陽出る処の書紀

忘れないこの気持ち、綴りたいあの感動──そんな想いをかたちに。葉を見て森を見ないひとの思想録。

「蒼のゆりかご」(八十二)

2012-06-19 | 感想・二次創作──魔法少女リリカルなのは


スゥちゃんと連れ立って、それから数日間、その浜辺を訪れることになった。
浜風が砂浜をすっかりと馴らしつけ、あのウミガメが産み落した場所はすっかり消えてしまった。でも、俺にはとっておきの策があった。ここを旅立つ記念に、スゥちゃんを驚かせてみたい、そんな思惑があった。

ある夜半、スゥちゃんと訪れた浜辺で、俺はふしぎな光景に出会った。
砂地がもぞもぞと動きはじめたかと思いきや、小さな生きものがつぎつぎに顔を出しはじめたのだ。つごう百匹ほどの子ガメたちは、列をなし、よちよちと這いながら、大きな波に飲まれこんでいった。みんな怖れを知らずに、母ガメの目指した方向へと律儀に向かっていた。ぱたぱたと足を動かし、あるものはひっくりかえった兄弟を支えて、前へと進めていた。ゆったりとした子どもたちの行進が終わるまでに、一時間を要していた。

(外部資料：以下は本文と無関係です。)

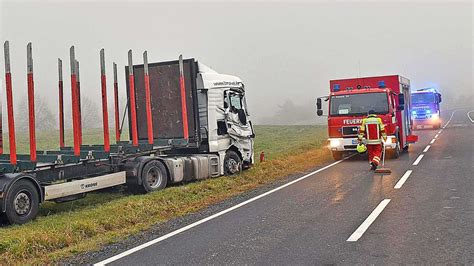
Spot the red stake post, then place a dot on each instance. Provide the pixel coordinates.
(79, 115)
(116, 106)
(11, 119)
(61, 104)
(133, 111)
(31, 102)
(182, 87)
(149, 120)
(105, 114)
(75, 104)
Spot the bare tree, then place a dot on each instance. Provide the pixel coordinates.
(44, 117)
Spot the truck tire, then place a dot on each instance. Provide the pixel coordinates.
(154, 177)
(22, 202)
(337, 155)
(232, 163)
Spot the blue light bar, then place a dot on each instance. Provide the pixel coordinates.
(381, 84)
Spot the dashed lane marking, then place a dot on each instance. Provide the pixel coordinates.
(417, 161)
(188, 227)
(469, 116)
(403, 179)
(365, 225)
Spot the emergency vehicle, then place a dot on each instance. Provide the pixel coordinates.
(351, 99)
(426, 108)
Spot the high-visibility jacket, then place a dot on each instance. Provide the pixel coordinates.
(373, 129)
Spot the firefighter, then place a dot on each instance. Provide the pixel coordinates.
(373, 130)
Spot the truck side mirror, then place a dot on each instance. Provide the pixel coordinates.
(319, 111)
(401, 102)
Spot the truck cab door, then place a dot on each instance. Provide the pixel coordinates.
(239, 126)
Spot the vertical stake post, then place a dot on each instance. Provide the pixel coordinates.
(31, 101)
(11, 118)
(182, 87)
(105, 112)
(75, 103)
(149, 119)
(116, 106)
(79, 116)
(61, 104)
(133, 111)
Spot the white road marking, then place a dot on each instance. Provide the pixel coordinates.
(469, 116)
(403, 179)
(449, 119)
(365, 225)
(187, 227)
(417, 161)
(427, 148)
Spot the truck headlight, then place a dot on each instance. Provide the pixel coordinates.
(334, 143)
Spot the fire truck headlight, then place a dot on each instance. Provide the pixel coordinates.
(334, 143)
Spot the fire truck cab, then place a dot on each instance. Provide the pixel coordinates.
(351, 99)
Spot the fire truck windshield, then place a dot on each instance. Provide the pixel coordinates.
(358, 104)
(418, 98)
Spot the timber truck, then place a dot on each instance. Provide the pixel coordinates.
(426, 108)
(351, 99)
(186, 121)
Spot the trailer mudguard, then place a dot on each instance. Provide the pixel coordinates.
(134, 168)
(7, 180)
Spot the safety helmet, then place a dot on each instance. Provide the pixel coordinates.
(361, 148)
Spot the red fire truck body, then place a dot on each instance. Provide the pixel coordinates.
(351, 99)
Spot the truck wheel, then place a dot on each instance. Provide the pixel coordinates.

「ウミガメの卵はね、ふつう、孵化するのに二ヶ月はかかるんだ。二、三回にわけて産卵するらしいから、あれはきっと前に生まれていた子たちだね」
「このウミガメってやつは貴重なの?」
「そうだよ。絶滅危惧種に指定されていてね。産卵や孵化の現場に立ち会えるのも、なかなかないんだよ。あたしたちはラッキーだったね」

俺はその言葉を聞くと、ますます、自分の思いつきが嬉しくなった。
ポケットから取り出した白い球を手のひらに乗せて、俺は得意げにスゥちゃんにさしだした。

「ほら、この一匹、取り出しておいたんだ。食べなくても、俺たちで飼っちゃえばいいだろ」
「トーマ、そんなことしちゃだめだよ」

スゥちゃんの笑顔が曇ったのは、そのときだった。
ズボンのポケットの中で揉まれて、かすかな亀裂がはいっていた卵には、もちろん形をなしたカメの子どもなどいなかった。そこにあったのは、指の隙き間から洩れるねっとりとした液体だけだった。俺は気味悪くなって、べとついた殻を放り出した。殻は大きくふたつに割れて、中身が砂地を練りこませた。

「なんで…? なんでだよ…鳥の卵みたいに毛布かけて、温めてたのに」
「ウミガメの卵はね、海辺の砂の中で、たっぷりと太陽熱にあたためられて育つんだ。この子ガメを生んだお母さんだって、そうやって育ったんだ」
「生まれた時に親が近くにいないなんて、不安じゃないの?」
「そうだね。ウミガメがなんで、そういうふうに育つのかわからないけど。でも、ひとつだけ、わかってることがある。母ガメは自分が生まれ育った砂浜を選んで、帰ってくるってことだよ。自分が揉まれて育ったきれいな海を覚えていて、そこに戻ってくる。理屈じゃわからないけど、そんなふうに生きるのが幸せだって、気づいてるんだ」

スゥちゃんは、しゃがみこんで割れた卵の残骸を砂浜に埋めた。
ここに帰ってくるはずだった可能性のある一匹が、海にたどり着く前に、俺の手で終わらされてしまった。俺は下唇を噛んで、黙り込んでしまった。スゥちゃんが叱ったりしないのが、よけいに悔しかった。あまりにもちっちゃ過ぎた俺は、自分で自分を戒める術を知らなかったのだから。